Manini quickly dominated the market from his predecessor, Cinatti, and while collaborating with Rambois, became the new master of Portuguese set design. He not only gained critical acclaim as a set designer, but was also seen as an innovative painter. His paintings were strongly influenced by lyrical theatrical themes. In the context of Portuguese scenography, Manini left some important legacies of his design, not only in the Teatro de São Carlos, but also the Teatro Dona Maria II (the latter which was inaugurated in 1846 by Almeida Garrett).

When Manini turned 40 in 1888, he was invited by Emídio Navarroto to design a palace in the Buçaco mountain range which was to be used as a hunting lodge for the royal family. Manini's architectural vision was for a romantic neo-Roman style, a design which was on the decline since 1878. Manini, however, oblivious to the new emerging aesthetic currents, stuck with his intended design and constructed the Buçaco Palace.  This in return gave rise to working opportunities for other Venetian artists, such as Norte Júnior and Nicola Bigaglia who executed the decorative paintings, as well as the sculptor J. Machado. Additional artists who contributed to the palace included local masters from the Free School of Fine Art of Coimbra.

In 1894 Manini worked on the décor for the Theater São Luiz, which was inaugurated in the same year, and in 1895 worked on the décor of the Military Museum. Both are good examples of his nationalistic ideas combining Manueline elements. Manini also painted the staircase passage in the Foz Palace and decorated the Portuguese Pavilion at the Paris Universal Exhibition in 1900 with an allegorical screen of the discoveries and voyages of Pedro Álvares Cabral, scenes of Fernão de Magalhães and Corte Real.

At the end of the 19th century, celebration of the greatness of Portuguese discoveries were at their highest. With events such as the Cameron celebrations in 1880 and events in 1898 celebrating Vasco da Gama's incredible voyage to India, the Manueline style was never more prevalent.  This cultural environment was the ideal breeding ground for what would be one of Manini's most spectacular architectural works: Quinta da Regaleira (Sintra). The property was acquired at the beginning of the 20th century by the millionaire Antonio Augusto Carvalho Monteiro (also known as "Monteiro the Millionaire"). In love with the work of Camões, Monteiro commissioned Manini to design the palace standing today at Quinta da Regaleira which gave rise to Manini's fantastic Manueline fantasies. The town of Sintra was no stranger to this aesthetic, with the Royal Palace boasting the original and unique elements in Manueline. During this revival period the Manueline influence left its mark on other surrounding palaces in the area too, including the Palacio da Pena, which was the work of Baron Eschwege (an artist who also worked on Palacio de Buçaco and assisted  on the Regaleira Palace). Both palaces were built in stone, which was sent by rail to Sintra from the Pedra de Ançã quarry located in the vicinity of Coimbra.
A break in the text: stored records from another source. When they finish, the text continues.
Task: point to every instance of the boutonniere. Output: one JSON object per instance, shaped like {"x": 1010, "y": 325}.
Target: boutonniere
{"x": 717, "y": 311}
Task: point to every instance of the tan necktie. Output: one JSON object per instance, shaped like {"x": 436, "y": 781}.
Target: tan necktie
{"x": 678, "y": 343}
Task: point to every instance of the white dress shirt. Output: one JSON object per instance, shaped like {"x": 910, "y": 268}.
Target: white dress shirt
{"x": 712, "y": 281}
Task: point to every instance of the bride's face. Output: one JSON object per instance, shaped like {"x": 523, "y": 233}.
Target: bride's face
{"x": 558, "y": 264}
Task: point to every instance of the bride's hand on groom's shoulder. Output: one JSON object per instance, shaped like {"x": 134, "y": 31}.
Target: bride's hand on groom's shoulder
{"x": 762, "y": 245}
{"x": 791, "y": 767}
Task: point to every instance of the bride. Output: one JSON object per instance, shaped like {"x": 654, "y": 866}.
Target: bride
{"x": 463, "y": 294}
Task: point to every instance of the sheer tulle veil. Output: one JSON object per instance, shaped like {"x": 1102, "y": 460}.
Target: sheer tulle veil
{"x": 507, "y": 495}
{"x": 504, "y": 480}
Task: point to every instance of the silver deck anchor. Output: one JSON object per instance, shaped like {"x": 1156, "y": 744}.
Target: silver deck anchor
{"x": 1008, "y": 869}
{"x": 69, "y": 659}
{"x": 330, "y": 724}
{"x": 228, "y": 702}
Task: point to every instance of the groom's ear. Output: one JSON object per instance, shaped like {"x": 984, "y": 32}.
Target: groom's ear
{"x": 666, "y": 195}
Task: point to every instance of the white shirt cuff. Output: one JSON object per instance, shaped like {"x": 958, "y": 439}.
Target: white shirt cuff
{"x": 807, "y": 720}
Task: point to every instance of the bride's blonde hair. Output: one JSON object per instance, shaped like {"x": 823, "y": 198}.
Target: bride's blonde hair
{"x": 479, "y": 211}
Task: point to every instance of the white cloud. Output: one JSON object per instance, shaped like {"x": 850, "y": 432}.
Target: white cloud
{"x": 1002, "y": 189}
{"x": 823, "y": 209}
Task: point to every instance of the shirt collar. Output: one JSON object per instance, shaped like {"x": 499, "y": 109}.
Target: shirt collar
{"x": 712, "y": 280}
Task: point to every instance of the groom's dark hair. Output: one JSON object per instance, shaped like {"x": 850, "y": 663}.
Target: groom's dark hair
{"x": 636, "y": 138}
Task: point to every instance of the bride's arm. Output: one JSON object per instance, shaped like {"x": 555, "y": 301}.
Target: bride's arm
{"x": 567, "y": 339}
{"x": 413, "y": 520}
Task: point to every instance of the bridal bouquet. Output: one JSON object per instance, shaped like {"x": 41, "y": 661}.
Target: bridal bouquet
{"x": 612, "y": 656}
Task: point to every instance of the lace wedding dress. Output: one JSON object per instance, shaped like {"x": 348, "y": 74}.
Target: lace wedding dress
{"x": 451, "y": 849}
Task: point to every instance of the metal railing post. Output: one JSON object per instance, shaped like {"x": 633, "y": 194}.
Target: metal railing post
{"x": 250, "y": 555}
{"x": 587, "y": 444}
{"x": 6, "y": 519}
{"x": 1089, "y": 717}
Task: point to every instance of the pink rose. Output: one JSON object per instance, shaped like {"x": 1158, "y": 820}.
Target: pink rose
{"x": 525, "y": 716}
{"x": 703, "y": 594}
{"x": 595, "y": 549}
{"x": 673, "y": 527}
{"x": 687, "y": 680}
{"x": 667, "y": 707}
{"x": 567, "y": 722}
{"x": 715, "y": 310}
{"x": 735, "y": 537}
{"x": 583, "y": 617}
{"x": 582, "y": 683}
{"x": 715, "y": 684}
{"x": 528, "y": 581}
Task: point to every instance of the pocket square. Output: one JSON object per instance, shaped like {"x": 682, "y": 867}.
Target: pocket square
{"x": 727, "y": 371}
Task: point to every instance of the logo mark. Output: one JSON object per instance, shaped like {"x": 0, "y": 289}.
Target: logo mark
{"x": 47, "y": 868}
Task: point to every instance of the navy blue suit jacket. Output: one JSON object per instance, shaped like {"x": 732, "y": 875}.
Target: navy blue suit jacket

Other projects Manini participated in include the Torre de São Sebastião, a palace that currently houses the Condes de Castro Guimarães Library Museum in Cascais. Manini also contributed to more minor projects of art, including the decorations made at the Garcia de Resende Theater (in Évora), the Teatro Sá de Miranda (in Viana do Castelo) and the D. Maria Pia Theater, Municipal Theater Baltazar Dias. In 1913, Manini returned to Italy with his fortunes made in Portugal, where he lived until his death in Brescia at the age of 88 on June 29, 1936. He was buried in Cremona, in the family chapel. The Cremona library still holds many of his drawings today.

Manini's other work in Portugal includes the sets for the operas Aida, Il Guarany, Lohengrin, Mephistoles, and Otello, Teatro de Funchal the Winter Garden at the Teatro de São João.

==Personal life==
His wife, Teresa, was sister of the painter Angelo Bacchetta, and their daughter Ebe married Bacchetta's son, Azelio.